Clinician Involvement Critical in EHR Design, Improvement

Larry Hand

June 29, 2013

To ensure patient safety and quality of care, front-line clinician involvement is critical in the design and deployment of electronic health record (EHR) systems, as reported in an article published online June 24 in the Annals of Emergency Medicine.

Efforts to improve EHR systems are constantly evolving, add study authors led by Heather L. Farley, MD, from the Department of Emergency Medicine, Christiana Care Health System, Newark, Delaware.

The researchers represent a joint committee composed of members of the Quality Improvement and Patient Safety Section and the informatics section of the American College of Emergency Physicians, who combined efforts to analyze the benefits and potential threats to patient safety that can result from EHR choices.

Some vendors prohibit users from sharing hazards even in the academic literature.

Although EHR systems that are marketed and sold to hospitals and healthcare providers are certified by the Certification Commission for Health Information Technology, that process is not focused on safety issues, the authors write, and no mechanism exists to allow or encourage system users to address ongoing safety issues or provide feedback. "In fact, some vendors prohibit users from sharing hazards even in the academic literature," they write.

Emergency Department (ED) characteristics, including rapid turnover, frequent transitions of care, continual interruptions, large patient volume, and unfamiliar patients, make EDs "particularly error prone" when using EHR systems or ED information systems (EDISs) to reduce medical errors and standardize care, the authors write.

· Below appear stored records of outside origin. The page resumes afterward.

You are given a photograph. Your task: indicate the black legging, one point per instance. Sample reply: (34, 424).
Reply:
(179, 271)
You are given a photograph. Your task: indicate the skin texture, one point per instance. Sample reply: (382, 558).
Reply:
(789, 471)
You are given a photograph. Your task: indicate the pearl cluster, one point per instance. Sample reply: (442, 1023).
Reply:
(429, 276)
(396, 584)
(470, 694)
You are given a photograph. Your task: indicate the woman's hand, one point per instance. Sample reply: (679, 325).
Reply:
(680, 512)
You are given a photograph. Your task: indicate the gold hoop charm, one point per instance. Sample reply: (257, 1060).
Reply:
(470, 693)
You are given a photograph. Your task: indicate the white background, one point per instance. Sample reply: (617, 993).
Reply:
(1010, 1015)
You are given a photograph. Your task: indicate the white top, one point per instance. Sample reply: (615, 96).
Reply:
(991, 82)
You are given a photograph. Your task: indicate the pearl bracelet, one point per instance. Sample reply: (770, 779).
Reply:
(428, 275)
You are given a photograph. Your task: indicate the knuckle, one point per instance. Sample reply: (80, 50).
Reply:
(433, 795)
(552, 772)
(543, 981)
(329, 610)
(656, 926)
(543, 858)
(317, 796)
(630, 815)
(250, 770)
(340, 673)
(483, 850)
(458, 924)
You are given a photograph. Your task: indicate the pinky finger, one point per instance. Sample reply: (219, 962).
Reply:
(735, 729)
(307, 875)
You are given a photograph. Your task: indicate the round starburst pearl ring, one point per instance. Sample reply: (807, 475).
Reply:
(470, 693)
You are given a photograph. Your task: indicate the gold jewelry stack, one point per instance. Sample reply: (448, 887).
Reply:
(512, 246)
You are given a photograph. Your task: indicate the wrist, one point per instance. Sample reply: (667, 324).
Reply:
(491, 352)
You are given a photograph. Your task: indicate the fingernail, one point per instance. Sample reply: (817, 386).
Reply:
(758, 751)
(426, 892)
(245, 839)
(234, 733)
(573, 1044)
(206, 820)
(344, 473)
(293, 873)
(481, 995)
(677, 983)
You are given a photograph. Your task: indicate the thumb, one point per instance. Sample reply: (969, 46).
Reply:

The report describes 4 potential "fictitious yet realistic clinical scenarios" in which choice of EDIS can make a difference and offers 7 recommendations to improve patient safety when using EDIS. The 4 pitfalls revolve around communication failure, poor data display, wrong order/wrong patient errors, and alert fatigue.

The recommendations are:

  1. A local ED clinician should champion an EDIS improvement process and local improvement group and serve as liaison among clinicians, technical staff, and hospital leadership.

  2. A multidisciplinary EDIS performance improvement group should regularly meet and discuss improvements with ED and hospital leadership.

  3. A process should exist and be used for reporting and addressing safety issues, and prospective risk assessments should be conducted.

  4. A process for addressing EDIS patient safety concerns should be timely, as well as transparent, among ED providers, hospital leadership, and EDIS vendors

  5. Lessons learned should be shared publicly, including with other EDs using the same EDIS.

  6. EDIS vendors should heed local safety improvements and distribute necessary changes to all installation sites in a timely fashion.

  7. EDIS vendors should be accountable for system design and remove "hold harmless" or "learned intermediary" clauses in software contracts.

Limitations of the report include a lack of evaluation by experts in human factors engineering and the need for input from a broad array of other stakeholders including patients, the authors write.

In addition to the 7 recommendations offered, the group of experts also endorses the Institute of Medicine recommendations from a 2011 report entitled "Health IT and Patient Safety: Building Safer Systems for Better Care," covered by Medscape Medical News at the time of publication.

The authors conclude, "Together, these documents provide a framework that should be studied by every ED to ensure patient safety with regard to EDISs."

The authors have disclosed no relevant financial relationships.